Conclusions and perspectives

Approximately 75 % of the Earth’s biosphere is cold (<5 °C) (Huston 2008), and since microbial life is present practically everywhere, this constitutes an enormous reservoir for bioprospecting for cold-adapted activities of interest. Culture-dependent bioprospecting is an important and valuable tool in this regard, but since most microorganisms cannot be easily cultured, if at all, it is limited to covering only a fraction of the total biodiversity. The large uncultivable fraction of microorganisms can potentially be accessed by improved cultivation or through metagenomic approaches and these technologies each have their advantages and disadvantages. Culture-based methods result in organisms that are known to produce potentially novel, active enzymes but the re-discovery rate can be very high (Aakvik et al. 2011; Vester et al. 2014a, b). Sequence-based metagenomics often identifies a large number of genes encoding putative enzyme activities, but there is no guarantee that the genes can be expressed as active enzymes in available heterologous hosts and it also relies on previous sequence knowledge for identification. Function-based metagenomics may result in novel, functionally active enzymes, but the hit rate can be extremely low.
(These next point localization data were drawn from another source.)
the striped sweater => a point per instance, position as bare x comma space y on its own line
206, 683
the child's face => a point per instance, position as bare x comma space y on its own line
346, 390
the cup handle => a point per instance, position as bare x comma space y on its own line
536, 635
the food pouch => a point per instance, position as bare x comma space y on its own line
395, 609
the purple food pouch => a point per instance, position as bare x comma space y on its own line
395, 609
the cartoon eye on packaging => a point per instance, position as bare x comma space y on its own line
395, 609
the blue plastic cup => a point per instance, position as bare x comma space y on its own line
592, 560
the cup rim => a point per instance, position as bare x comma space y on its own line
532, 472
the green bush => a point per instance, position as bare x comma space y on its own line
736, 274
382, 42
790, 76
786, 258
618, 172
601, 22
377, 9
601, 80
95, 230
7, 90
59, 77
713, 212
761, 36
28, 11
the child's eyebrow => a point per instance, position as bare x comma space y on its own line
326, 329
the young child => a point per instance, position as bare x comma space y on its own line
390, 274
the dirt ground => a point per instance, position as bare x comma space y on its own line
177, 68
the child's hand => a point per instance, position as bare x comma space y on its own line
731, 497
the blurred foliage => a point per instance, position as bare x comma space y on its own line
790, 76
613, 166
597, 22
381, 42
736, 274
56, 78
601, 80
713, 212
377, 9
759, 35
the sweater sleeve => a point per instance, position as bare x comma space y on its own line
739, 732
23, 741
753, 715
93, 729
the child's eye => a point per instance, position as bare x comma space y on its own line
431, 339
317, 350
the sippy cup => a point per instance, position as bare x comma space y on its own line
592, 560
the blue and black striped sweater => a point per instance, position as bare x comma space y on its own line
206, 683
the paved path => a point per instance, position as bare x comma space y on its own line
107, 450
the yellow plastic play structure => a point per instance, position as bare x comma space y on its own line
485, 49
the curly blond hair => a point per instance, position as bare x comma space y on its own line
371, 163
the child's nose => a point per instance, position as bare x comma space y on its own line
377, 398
Bioprospecting at low temperature is faced with additional difficulties including low biomass and DNA availability, and the lack of cold-adapted expression hosts for functional metagenomics. Both academia and industry could benefit from a more diverse collection of host strains with various extremophilic properties, including adaptation to low temperature, to increase the likelihood of identifying specific activities of interest. Furthermore, the development of more versatile vectors as well as strain engineering should improve the low hit rate associated with functional metagenomics. The potential of the uncultured microbial diversity is enormous, and with the methods presently available and those currently being developed, this biological resource is becoming increasingly accessible.